The cell phone rang in his hand just as he was starting up the stone steps to the balcony. He flipped the switch that put him on just as he was entering the balcony. From where he stood, the church below might have been empty. He got only the soaring height of the ceiling and the gleaming pipes of the organ. He headed toward the railing that would allow him to overlook the church.
“Dan Burdock,” he said.
“Father Burdock.” The Cardinal Archbishop’s voice was unmistakable. If you heard it once, even on television, you knew it forever afterward. “This is Aidan Kennedy.”
“Yes, Your Eminence,” Dan said. “I recognized your voice.”
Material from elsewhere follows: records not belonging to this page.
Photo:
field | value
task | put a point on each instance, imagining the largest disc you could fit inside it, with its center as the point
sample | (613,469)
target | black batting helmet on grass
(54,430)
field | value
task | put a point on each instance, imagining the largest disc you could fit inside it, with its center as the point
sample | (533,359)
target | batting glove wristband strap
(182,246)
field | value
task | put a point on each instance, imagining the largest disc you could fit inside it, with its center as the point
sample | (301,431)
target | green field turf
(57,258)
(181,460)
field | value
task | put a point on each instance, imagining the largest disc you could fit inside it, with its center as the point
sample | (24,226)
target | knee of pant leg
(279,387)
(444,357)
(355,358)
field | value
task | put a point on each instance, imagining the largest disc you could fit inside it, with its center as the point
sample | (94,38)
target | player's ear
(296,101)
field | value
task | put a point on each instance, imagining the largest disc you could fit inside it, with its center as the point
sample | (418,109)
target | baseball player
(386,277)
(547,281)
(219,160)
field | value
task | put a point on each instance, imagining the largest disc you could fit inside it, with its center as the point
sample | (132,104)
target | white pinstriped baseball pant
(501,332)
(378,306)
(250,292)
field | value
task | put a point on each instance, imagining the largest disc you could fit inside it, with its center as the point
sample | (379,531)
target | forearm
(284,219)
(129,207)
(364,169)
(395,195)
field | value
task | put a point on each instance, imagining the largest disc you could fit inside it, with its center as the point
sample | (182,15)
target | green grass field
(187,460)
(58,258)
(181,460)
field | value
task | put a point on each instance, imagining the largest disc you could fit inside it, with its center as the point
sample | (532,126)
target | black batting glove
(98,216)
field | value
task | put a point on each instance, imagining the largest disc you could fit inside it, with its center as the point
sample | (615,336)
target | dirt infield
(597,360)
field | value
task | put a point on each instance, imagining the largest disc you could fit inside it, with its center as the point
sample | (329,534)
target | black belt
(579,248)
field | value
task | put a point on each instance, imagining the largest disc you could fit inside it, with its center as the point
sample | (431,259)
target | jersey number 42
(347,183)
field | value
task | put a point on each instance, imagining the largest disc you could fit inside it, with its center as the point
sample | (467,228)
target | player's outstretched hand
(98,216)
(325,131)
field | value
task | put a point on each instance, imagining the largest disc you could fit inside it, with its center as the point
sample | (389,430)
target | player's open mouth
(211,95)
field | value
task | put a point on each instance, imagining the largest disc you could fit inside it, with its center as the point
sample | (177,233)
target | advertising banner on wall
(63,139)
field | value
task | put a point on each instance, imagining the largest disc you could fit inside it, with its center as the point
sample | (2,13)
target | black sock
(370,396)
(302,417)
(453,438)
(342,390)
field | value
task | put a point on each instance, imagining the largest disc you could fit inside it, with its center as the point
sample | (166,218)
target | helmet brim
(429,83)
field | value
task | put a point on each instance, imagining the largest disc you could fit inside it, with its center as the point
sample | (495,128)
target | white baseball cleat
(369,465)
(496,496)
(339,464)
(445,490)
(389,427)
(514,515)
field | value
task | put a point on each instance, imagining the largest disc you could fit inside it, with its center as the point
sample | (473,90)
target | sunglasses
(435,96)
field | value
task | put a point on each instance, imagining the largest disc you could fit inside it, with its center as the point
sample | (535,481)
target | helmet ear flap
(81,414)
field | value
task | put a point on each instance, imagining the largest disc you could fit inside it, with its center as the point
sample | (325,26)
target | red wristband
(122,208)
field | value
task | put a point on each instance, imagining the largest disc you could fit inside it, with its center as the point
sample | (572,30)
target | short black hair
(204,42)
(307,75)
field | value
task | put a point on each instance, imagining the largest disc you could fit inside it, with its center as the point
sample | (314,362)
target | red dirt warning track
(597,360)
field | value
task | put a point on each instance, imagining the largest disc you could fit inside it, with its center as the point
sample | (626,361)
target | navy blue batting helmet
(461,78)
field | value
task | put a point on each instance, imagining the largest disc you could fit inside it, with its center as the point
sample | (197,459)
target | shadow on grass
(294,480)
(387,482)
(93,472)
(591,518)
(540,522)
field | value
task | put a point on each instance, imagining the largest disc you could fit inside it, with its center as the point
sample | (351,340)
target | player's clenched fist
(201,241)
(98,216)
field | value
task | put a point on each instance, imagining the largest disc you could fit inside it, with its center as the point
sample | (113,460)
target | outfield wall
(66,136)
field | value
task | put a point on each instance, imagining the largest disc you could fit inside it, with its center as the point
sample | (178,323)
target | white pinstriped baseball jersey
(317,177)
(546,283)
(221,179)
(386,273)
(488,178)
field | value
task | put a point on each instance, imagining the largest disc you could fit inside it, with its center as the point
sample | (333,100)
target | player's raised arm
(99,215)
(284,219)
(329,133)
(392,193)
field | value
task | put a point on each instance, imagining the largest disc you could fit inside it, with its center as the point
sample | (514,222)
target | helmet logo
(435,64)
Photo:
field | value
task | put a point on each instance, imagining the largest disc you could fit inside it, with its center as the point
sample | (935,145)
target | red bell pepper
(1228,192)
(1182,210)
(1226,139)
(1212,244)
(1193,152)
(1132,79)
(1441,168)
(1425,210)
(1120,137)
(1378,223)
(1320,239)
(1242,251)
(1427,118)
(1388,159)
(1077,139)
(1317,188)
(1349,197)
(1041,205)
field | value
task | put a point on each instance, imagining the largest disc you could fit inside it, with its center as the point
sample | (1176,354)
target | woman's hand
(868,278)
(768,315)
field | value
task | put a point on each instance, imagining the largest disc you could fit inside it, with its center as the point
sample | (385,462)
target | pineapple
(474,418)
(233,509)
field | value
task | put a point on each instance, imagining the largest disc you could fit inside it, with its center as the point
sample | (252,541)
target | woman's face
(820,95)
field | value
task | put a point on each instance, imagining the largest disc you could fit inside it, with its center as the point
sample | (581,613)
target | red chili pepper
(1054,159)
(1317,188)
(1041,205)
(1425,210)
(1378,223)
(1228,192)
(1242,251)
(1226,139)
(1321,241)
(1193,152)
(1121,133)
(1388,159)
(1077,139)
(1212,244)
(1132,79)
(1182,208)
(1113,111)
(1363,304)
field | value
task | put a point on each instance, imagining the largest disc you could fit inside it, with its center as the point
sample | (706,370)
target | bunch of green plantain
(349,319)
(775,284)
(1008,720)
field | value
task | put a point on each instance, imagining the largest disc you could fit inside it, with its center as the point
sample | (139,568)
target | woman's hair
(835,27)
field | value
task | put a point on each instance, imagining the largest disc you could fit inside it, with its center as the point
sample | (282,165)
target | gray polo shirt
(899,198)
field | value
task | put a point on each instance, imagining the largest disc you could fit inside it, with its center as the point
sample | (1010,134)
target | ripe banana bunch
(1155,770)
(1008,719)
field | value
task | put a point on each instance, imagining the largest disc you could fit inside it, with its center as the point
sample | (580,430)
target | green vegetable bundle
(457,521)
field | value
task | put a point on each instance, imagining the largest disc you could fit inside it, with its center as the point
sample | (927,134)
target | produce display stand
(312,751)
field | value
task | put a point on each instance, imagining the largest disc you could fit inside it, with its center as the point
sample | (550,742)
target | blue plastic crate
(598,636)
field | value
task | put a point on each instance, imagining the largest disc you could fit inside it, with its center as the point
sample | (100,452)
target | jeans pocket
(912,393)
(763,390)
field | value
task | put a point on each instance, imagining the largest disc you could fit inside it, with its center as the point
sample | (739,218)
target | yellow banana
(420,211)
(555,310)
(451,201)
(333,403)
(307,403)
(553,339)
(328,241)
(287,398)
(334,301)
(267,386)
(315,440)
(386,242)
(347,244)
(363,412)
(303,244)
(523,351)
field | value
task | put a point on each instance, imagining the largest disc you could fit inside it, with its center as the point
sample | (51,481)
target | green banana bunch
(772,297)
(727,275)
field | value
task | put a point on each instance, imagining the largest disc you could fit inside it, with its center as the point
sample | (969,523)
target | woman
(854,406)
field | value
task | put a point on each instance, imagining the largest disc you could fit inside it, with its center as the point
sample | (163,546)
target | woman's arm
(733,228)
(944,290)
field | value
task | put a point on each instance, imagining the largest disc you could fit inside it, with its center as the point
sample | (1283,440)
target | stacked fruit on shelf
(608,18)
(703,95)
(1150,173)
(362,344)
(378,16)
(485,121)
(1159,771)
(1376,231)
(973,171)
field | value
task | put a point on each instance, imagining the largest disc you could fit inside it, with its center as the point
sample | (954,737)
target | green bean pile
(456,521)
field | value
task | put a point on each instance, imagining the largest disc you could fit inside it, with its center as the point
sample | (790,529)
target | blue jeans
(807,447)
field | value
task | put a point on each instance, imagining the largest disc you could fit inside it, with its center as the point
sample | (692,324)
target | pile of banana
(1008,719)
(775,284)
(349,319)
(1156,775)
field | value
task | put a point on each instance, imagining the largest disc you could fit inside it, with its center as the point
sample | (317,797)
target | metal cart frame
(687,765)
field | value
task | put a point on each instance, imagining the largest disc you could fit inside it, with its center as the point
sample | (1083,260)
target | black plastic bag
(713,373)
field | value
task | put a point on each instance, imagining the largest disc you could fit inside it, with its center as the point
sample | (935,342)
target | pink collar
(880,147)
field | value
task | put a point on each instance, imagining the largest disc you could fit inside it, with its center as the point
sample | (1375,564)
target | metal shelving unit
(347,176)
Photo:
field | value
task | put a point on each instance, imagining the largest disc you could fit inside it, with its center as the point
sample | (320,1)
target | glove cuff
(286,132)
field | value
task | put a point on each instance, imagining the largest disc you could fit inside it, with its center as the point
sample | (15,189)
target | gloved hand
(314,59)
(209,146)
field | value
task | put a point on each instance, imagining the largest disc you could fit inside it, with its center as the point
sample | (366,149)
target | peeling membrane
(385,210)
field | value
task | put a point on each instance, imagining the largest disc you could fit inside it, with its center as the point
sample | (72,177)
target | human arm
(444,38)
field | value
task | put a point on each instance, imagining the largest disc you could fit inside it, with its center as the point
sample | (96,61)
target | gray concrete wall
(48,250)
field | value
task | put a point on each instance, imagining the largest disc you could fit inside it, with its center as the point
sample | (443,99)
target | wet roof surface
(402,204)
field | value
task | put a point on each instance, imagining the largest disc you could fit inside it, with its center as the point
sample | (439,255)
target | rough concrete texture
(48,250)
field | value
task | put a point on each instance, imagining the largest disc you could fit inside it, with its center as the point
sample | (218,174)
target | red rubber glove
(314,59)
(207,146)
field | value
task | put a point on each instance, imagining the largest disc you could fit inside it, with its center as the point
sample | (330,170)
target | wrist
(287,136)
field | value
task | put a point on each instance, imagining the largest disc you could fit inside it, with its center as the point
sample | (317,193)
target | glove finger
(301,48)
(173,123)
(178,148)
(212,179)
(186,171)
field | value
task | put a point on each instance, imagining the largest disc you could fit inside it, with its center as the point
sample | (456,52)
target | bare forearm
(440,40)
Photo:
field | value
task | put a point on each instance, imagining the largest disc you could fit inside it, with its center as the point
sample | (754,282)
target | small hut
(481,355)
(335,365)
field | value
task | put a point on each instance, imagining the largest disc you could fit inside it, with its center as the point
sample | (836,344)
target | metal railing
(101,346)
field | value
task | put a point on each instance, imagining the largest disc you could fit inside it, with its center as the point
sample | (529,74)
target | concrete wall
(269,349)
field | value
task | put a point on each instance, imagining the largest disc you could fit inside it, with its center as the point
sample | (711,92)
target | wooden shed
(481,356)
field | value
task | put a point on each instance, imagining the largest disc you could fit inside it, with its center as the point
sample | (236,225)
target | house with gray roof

He also couldn’t imagine anybody calling this man “Aidan.” He got to the very front of the balcony and sat down, so that he could watch everything that was happening in the church. At the moment, nothing much was. There were still a few people left over from the night before, but the wounded had mostly been dispatched to emergency rooms and their own apartments. Aaron was working on collecting bail and fine money in another part of the church complex. The few people who were straggling through were mostly cleaning up. Dan fished around in his trouser pocket for his roll of soft mints, pulled it out, and ate two.